Immunofluorescence and immunocytochemistry studies

Cultured fetal HFM, BMDMs and fixed brains were immunolabeled with specific antibodies as described previously [57, 67]. Briefly, fetal HFM and BMDMs were seeded into an 8-well chamber µ-slide (Ibidi, DE). Cells were fixed (4% PFA) for 20 min. and immunolabeled with antibodies to Iba-1 (rabbit pAb 1:250, Wako) or MHC II (Mouse mAb, 1:300, Dako) over night. After washes with PBS, cells were incubated with anti-rabbit (AlexaFluor 647 nm, red) and anti-mouse (AlexaFluor 488 nm, green) (1:250, Life Technologies) antibodies. Cell nuclei were stained with DAPI (1:100, ImmunoChemistry Technologies) for 15 min. An Olympus IX-81 confocal microscope (Quorum Technologies) was used to capture the images. Fixed brains from uninfected [–] and HIV-infected [+] BLT mice were paraffin-embedded followed by sectioning and mounting. Slides were rehydrated and subjected to antigen retrieval by boiling in 10 mM sodium citrate, pH6 before immunostaining. Tissues were labeled with primary antibodies [anti-hCD68 (Abcam), −hCD3ε (Millipore), anti-HIV-1 p24 (NIH AIDS reagents #530) and GFAP (Dako)] followed by application of appropriate secondary antibodies [57].
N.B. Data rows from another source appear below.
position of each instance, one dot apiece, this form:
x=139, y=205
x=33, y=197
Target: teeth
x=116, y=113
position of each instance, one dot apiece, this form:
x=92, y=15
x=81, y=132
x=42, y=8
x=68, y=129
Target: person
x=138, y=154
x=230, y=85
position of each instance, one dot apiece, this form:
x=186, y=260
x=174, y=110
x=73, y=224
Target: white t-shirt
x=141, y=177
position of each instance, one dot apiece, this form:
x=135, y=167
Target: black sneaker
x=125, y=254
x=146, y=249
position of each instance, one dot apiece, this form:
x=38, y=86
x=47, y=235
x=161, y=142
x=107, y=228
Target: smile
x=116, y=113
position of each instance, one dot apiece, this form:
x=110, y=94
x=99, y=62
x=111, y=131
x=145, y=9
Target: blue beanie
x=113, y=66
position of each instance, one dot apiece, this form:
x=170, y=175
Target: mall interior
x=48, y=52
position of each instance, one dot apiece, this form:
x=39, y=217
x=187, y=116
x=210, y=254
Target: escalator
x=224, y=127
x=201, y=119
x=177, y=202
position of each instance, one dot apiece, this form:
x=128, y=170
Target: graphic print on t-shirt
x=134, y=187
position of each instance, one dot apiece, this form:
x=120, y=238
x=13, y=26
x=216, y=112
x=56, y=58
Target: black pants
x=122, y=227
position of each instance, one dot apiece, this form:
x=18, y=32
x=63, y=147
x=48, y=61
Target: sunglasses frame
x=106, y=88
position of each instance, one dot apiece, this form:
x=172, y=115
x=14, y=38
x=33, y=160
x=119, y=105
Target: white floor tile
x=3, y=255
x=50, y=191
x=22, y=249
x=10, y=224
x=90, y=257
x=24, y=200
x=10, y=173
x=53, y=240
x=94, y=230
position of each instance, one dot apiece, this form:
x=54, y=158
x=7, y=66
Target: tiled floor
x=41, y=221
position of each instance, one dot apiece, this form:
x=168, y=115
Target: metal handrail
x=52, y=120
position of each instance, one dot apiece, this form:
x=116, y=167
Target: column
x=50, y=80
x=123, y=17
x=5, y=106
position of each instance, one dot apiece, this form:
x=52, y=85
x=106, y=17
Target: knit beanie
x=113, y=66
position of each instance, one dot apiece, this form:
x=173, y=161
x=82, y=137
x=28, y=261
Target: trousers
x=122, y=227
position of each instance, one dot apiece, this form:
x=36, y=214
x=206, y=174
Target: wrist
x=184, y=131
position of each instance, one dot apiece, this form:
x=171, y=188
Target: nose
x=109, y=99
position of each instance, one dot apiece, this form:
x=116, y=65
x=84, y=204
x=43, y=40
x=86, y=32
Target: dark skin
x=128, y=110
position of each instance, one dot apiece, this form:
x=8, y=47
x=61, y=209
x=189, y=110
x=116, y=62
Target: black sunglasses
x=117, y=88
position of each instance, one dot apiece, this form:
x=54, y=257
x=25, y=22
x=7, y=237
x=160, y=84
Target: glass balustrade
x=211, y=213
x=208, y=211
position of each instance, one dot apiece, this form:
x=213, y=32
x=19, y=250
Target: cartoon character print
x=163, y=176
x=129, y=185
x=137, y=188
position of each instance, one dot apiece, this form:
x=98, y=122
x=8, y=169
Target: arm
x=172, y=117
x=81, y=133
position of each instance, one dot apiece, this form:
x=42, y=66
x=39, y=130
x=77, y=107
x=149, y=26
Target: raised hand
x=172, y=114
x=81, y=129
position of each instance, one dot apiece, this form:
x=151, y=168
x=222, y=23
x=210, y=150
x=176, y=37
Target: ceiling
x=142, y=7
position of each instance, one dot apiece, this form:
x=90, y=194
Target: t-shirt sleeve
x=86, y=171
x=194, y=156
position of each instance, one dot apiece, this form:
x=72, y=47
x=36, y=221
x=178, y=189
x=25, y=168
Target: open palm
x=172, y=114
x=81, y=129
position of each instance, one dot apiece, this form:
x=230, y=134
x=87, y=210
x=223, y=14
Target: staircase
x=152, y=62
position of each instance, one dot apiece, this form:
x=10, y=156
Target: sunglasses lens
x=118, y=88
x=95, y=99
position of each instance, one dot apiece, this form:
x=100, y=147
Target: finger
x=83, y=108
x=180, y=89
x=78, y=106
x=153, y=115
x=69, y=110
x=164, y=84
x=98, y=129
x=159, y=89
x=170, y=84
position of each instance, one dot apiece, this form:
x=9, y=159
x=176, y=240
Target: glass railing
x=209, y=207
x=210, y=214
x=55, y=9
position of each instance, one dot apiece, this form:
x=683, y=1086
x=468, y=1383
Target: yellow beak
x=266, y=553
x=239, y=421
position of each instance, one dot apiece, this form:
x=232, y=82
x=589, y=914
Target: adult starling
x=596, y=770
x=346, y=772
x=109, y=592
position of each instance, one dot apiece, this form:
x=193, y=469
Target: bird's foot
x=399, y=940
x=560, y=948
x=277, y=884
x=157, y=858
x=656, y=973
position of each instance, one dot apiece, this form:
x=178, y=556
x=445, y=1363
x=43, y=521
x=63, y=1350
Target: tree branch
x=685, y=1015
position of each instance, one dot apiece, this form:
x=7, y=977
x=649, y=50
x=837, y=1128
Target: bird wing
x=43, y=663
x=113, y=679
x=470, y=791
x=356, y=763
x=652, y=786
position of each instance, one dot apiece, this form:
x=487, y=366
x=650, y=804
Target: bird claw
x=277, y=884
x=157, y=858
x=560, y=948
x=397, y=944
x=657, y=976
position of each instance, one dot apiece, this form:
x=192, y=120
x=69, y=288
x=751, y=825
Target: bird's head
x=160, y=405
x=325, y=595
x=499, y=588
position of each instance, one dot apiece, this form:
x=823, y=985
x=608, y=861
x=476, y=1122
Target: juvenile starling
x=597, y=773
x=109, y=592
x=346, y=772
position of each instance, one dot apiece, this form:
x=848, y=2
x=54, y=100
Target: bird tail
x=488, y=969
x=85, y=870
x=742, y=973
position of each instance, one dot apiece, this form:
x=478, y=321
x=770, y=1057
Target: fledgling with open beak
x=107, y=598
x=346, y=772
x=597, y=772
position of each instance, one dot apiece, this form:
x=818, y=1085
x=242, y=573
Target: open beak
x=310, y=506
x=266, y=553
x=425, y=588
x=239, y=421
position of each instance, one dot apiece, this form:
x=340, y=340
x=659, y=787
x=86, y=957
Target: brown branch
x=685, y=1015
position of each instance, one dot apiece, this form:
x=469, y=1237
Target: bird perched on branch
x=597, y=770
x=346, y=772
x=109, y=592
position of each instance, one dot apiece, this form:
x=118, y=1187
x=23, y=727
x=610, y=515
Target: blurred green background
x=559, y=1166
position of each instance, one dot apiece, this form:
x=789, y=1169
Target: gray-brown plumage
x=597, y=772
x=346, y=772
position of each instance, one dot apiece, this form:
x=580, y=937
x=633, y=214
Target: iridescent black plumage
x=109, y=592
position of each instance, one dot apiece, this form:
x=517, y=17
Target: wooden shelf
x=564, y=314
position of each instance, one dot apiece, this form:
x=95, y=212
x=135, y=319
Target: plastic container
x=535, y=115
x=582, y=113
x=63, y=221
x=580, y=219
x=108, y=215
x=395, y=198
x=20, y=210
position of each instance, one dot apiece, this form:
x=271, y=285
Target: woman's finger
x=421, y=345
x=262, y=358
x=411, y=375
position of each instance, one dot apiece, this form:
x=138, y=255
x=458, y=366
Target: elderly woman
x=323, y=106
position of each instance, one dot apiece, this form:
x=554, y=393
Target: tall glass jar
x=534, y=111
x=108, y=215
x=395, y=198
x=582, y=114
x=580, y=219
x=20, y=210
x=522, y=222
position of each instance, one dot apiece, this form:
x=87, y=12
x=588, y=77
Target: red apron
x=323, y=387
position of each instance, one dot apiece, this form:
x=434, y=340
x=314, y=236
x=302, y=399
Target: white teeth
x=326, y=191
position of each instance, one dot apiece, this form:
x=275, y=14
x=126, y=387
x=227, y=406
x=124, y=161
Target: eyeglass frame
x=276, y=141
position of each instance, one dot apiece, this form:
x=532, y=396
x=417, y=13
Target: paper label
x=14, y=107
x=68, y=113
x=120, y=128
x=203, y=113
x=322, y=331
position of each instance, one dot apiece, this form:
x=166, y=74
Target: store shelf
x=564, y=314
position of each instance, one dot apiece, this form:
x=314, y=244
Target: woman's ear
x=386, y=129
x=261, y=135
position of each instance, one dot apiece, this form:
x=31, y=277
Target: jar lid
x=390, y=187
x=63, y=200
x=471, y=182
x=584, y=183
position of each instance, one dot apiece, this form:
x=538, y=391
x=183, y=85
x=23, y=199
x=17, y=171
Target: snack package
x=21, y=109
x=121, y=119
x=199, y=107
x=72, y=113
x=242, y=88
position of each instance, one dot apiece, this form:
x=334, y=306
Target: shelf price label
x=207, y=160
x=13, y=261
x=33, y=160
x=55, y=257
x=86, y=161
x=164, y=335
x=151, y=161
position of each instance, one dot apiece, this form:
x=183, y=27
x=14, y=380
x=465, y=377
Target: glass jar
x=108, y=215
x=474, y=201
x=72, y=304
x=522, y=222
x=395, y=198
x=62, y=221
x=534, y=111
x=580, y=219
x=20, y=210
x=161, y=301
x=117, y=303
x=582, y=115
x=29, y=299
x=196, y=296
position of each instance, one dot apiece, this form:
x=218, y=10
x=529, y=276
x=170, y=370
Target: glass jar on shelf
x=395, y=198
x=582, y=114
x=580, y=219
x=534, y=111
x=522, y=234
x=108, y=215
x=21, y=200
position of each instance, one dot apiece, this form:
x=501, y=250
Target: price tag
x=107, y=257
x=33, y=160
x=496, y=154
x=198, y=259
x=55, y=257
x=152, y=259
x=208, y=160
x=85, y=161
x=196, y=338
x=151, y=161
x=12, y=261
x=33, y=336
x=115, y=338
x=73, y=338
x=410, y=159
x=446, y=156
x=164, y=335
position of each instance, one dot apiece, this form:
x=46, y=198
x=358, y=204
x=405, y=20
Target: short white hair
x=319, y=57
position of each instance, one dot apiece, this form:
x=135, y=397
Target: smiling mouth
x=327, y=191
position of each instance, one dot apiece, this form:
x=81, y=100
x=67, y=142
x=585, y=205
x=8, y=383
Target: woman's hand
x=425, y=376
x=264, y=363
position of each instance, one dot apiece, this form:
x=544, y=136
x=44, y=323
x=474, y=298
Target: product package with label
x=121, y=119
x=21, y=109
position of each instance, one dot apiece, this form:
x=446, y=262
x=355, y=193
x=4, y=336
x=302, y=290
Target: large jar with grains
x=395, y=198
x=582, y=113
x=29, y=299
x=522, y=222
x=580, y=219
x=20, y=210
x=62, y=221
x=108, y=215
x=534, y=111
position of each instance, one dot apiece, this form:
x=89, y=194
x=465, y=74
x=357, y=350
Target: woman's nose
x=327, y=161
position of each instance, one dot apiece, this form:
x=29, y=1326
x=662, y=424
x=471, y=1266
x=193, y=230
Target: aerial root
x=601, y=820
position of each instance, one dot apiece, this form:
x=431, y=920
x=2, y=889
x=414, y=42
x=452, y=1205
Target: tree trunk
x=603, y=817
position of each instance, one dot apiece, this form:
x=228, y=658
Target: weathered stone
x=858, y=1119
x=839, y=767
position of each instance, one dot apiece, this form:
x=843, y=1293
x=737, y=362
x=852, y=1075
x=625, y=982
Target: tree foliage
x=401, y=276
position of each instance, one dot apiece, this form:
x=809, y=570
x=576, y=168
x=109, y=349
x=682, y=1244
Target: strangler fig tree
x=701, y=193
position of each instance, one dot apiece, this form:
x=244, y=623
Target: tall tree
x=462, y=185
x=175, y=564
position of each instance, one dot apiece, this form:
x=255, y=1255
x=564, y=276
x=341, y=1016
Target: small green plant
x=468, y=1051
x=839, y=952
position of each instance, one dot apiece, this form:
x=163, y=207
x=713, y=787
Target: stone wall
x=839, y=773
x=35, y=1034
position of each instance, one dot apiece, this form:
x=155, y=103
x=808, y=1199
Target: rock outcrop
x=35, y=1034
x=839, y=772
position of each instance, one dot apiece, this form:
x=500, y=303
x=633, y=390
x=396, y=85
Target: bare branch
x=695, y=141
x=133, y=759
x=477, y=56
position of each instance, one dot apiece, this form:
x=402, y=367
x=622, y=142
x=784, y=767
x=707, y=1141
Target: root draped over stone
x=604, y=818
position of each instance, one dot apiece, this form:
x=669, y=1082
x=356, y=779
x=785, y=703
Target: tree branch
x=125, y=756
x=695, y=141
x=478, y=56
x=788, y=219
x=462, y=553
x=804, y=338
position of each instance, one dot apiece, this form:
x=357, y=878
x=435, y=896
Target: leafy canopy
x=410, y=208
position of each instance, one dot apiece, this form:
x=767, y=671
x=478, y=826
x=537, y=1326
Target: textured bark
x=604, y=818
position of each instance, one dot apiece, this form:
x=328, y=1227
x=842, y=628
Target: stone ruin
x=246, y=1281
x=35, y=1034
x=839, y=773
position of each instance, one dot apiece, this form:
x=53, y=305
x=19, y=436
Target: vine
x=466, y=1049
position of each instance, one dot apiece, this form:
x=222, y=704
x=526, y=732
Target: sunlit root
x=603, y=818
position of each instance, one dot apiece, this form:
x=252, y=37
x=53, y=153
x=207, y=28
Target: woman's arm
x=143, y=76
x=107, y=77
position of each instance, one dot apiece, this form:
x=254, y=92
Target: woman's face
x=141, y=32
ART concentration measurements

RAL and DRV were injected intraperitoneally into adult mice (8–12 months old) at a concentration of 1.2 mg per animal in a total of 4 animals per group and the subsequent drug concentrations were measured in blood, liver and brain. Animals were sacrificed at 1, 4, 8 or 24 h post-drug administration and whole blood, liver and brain (cortex, striatum, cerebellum, medulla and hypothalamus) were harvested and the concentrations of RAL and DRV were measured using HPLC–MS after homogenizing in 80% methanol, centrifuging, and running the supernatants through Oasis HLB Prime uelution plates followed by elution of the drugs. A similar procedure was used for analysis of RAL concentrations in human brain.

Statistical analyses

One-way ANOVA (Kruskal–Wallis test) with multiple comparisons was used to analyze in vitro and in vivo experiments. Statistical tests were applied using GraphPad Prism version 5 (GraphPad Software, San Diego California USA, www.graphpad.com). Results are expressed as mean ± SEM. p values < 0.05 were considered significant.